6月から7月にかけての豪雨による洪水や土砂崩れ、8月から9月、10月にかけての台風による水害、いつ起きるかわからない地震など、いつ何時自然災害が発生するかわからないのが日本列島に住む私達の宿命です。

最近では、7月の豪雨では静岡県熱海市で発生した土砂災害の他にも、関東、北陸、中部、近畿、中国、四国、九州と北海道と東北を除く地域で、大小様々な被害が報告されています。(令和3年7月1日からの大雨による被害及び消防機関等の対応状況(第29報)2021/7/21消防庁災害対策本部)

自然災害による避難指示が発令されたら、まずは命を守ることが最優先です。自宅を離れて安全な場所に避難した後、自宅が被災する可能性もあるでしょう。考えたくもありませんが、自分の家が自然災害で住むことのできない状況に陥ったら何をすべきでしょうか。

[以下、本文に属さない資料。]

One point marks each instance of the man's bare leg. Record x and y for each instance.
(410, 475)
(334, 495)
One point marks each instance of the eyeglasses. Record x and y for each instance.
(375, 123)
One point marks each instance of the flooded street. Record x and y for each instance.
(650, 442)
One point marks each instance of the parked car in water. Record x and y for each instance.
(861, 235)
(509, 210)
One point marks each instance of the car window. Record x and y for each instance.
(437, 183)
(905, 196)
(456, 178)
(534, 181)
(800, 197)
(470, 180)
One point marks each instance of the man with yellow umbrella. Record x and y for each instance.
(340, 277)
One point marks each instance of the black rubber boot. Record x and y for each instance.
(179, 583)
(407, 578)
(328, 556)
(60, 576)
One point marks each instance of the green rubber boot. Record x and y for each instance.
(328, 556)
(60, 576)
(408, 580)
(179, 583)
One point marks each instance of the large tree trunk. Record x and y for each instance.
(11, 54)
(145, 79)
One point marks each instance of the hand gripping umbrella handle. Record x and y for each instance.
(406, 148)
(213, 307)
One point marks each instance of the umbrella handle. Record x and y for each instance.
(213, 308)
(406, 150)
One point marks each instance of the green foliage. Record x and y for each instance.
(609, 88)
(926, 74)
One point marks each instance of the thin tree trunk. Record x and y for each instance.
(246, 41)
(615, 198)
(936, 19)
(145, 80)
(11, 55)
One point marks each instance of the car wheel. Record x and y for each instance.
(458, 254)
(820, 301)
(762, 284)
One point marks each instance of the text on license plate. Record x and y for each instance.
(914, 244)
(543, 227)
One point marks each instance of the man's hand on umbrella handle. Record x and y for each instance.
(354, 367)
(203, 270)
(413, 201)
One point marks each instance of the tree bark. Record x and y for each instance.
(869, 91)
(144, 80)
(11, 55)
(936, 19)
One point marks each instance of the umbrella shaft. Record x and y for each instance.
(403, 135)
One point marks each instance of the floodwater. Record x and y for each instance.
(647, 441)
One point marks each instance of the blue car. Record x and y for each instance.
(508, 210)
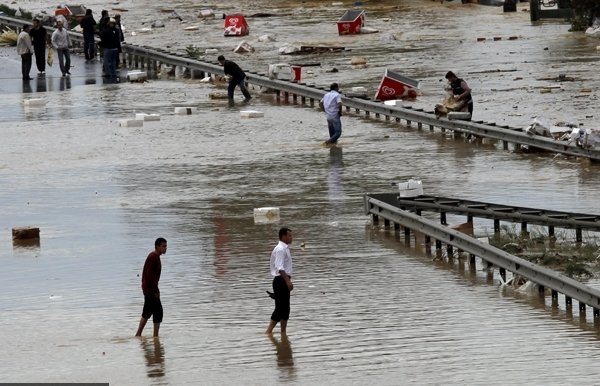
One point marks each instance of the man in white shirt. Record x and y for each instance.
(61, 43)
(331, 103)
(25, 49)
(281, 270)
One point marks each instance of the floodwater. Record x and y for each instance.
(365, 308)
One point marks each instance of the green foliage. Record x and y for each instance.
(193, 52)
(12, 11)
(583, 11)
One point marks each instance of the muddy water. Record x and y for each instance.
(364, 309)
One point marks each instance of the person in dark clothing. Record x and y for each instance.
(104, 19)
(88, 25)
(121, 39)
(39, 39)
(238, 78)
(150, 278)
(461, 90)
(111, 44)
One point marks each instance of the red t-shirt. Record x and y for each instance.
(151, 274)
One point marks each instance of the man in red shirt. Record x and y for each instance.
(150, 278)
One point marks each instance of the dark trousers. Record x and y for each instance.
(25, 65)
(40, 57)
(64, 59)
(282, 300)
(89, 47)
(242, 84)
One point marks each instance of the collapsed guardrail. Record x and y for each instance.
(152, 58)
(544, 277)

前回の記事「土砂災害など水害で被災した時に覚えておきたい損害保険の迅速な請求術」では、自助である損害保険を速やかに請求するための方法をまとめました。今回は、公助を受けるための手続きである「罹災証明書」と公的制度である「支援金」について解説いたします。

罹災証明書は何のための書類なの?

罹災証明書は、住まいが自然災害に被災したことや被害の状況について、市区町村が被害の程度を証明する書類です。国や自治体の支援制度を利用する場合、火災保険の保険金請求、税制優遇の適用などに利用されます。

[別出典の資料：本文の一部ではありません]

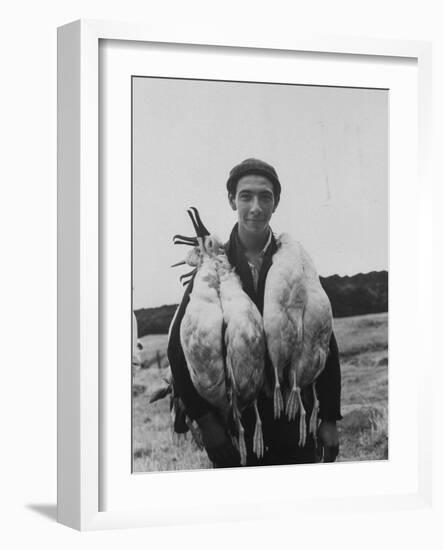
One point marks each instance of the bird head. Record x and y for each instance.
(204, 244)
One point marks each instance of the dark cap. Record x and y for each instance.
(253, 166)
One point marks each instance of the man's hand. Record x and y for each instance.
(328, 440)
(217, 442)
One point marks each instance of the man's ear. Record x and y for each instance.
(232, 201)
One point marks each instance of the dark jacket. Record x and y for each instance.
(328, 383)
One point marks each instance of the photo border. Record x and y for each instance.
(79, 256)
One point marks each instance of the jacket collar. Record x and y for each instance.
(237, 258)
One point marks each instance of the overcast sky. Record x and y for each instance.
(328, 145)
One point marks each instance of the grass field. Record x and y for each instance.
(363, 344)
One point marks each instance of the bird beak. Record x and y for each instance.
(178, 263)
(181, 239)
(200, 229)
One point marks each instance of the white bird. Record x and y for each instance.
(297, 319)
(243, 334)
(245, 352)
(202, 325)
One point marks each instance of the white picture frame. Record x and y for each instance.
(80, 393)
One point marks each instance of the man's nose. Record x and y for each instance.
(255, 205)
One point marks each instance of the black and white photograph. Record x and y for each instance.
(260, 259)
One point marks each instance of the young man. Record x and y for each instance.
(254, 193)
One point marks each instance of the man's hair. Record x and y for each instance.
(253, 166)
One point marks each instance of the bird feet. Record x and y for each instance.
(292, 403)
(278, 401)
(242, 447)
(258, 444)
(313, 421)
(302, 430)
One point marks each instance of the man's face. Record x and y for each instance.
(254, 203)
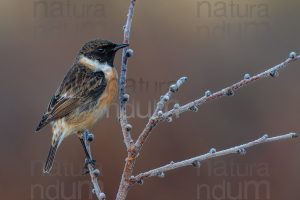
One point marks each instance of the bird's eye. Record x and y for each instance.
(100, 50)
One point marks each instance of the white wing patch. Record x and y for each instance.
(95, 65)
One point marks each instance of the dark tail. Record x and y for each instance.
(49, 162)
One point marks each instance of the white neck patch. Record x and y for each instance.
(95, 65)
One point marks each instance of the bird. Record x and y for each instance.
(84, 96)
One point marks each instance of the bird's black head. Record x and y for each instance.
(102, 50)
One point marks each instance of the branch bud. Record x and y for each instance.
(176, 106)
(242, 151)
(96, 172)
(194, 108)
(274, 73)
(292, 55)
(161, 174)
(129, 53)
(229, 92)
(90, 137)
(295, 135)
(247, 76)
(173, 88)
(169, 119)
(208, 93)
(212, 150)
(160, 113)
(197, 164)
(125, 97)
(102, 195)
(128, 127)
(166, 98)
(141, 181)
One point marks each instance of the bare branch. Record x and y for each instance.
(94, 173)
(122, 85)
(126, 128)
(196, 161)
(154, 119)
(229, 91)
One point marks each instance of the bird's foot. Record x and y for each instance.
(88, 162)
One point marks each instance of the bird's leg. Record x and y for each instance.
(89, 159)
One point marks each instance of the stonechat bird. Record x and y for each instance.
(84, 95)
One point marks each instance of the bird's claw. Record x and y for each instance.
(91, 162)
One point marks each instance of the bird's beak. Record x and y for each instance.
(120, 46)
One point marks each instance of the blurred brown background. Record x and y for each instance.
(212, 42)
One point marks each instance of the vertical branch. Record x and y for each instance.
(126, 128)
(122, 84)
(94, 173)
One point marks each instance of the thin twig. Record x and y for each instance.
(94, 173)
(196, 161)
(122, 85)
(194, 105)
(126, 128)
(153, 121)
(229, 91)
(134, 148)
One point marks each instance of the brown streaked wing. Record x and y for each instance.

自然災害に被災したことを公的に証明する書類であり、生活再建の第一歩となる証明書だと覚えておくといいでしょう。

罹災証明書は誰が発行してくれるの?

罹災証明書は、居住地の自治体が発行します。申請できる人は、被災した住まいの所有者や居住者、所有者等と同一世帯の人、代理人です。申請にあたっては本人確認書類が必要です。

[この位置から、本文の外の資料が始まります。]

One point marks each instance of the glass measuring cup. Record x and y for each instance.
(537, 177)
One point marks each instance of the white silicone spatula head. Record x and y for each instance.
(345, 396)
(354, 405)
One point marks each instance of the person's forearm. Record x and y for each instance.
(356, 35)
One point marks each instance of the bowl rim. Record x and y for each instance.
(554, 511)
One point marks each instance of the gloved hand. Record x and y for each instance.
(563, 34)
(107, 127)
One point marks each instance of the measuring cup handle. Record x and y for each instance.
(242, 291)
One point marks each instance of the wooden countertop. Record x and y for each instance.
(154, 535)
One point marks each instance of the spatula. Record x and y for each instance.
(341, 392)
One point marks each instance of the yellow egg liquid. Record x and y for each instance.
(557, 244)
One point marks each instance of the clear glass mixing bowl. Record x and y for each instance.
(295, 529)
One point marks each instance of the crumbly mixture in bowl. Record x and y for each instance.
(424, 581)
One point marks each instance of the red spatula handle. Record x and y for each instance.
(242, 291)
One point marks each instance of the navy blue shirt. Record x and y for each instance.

片付けや家屋の修理の前に、被害状況を写真として記録しておきましょう。罹災証明書の添付資料として必要となります。家の外観、浸水等の場所(メジャーなどで何センチ浸水したか明確にするとよい)、部屋の内部、被害箇所などが写真を撮るべき箇所です。

災害が一段落したら、家の所有者か家族が自治体に申請します。申請を受けた自治体は、実地調査を行い、被害を認定します。

被害の段階は

1.全壊

2.大規模半壊

3.中規模半壊

となります。

罹災証明書があると何に使えるの?

罹災証明書が発行されると各種請求の際の添付書類として利用できます。例えば、火災保険の保険金請求では、被災したことの証明になるとともに、家屋の被害状況も確認することができます。

公的な災害支援制度である基礎支援金(最大100万円)と加算支援金(最大200万円)の請求にも必須となります。

被災年度の所得税の災害減免法に基づく全額あるいは一部免除、所得税法の雑損控除の適用、住宅ローン控除の重複適用、所得税の予定納税の減額まで、生活再建のみならず税制面でも活用できます。

被災者が支援金を受け取るまでの流れ

支援金を受け取るには、被災者生活再建支援制度の対象となる必要があります。対象となるには、市町村で全壊10世帯以上被災、都道府県で全壊100世帯以上被災、人口による被害分類などがあります。

都道府県単位で適用が決まると、都道府県から国、市町村などに適用の報告が行われます。被災者側は罹災証明書を取得後に、支援金の支給申請を行います。支援金の申請は市町村単位で受け付けた後、都道府県で取りまとめ、支援法人と呼ばれる団体に送付されます。

支援法人は、被災者(被災世帯)に対して支援金を支給した後、国に対して補助金を申請します。申請を受けた国は支援法人に対して補助金を交付する流れとなります。

一読いただいてお気づきの人もいるでしょう。申請してすぐに支援金を受け取る流れにはなっていないのです。金額としても家を建て直すことはできない金額です。したがって、公的な支援制度はあるものの、生活をもとに戻すということは困難です。

このような制度は、申請が前提になっているため知らない人は申請できません。知っている人は申請するか否かを選べますが、情報収集を行って情報を得ることが大切です。支援制度自体も改善・改良されています。この記事をご覧の方で、家族・親類、ご友人が被災地にいらっしゃる場合は、罹災証明書と支援金について教えて差し上げると喜ばれるのではないかと思います。

自然災害の発災直後は、命を守る。発災から数日から一ヶ月程度の応急救助期には火災保険金の請求、復旧・復興期である一ヶ月以降は、支援金の請求とおぼえておくと良いでしょう。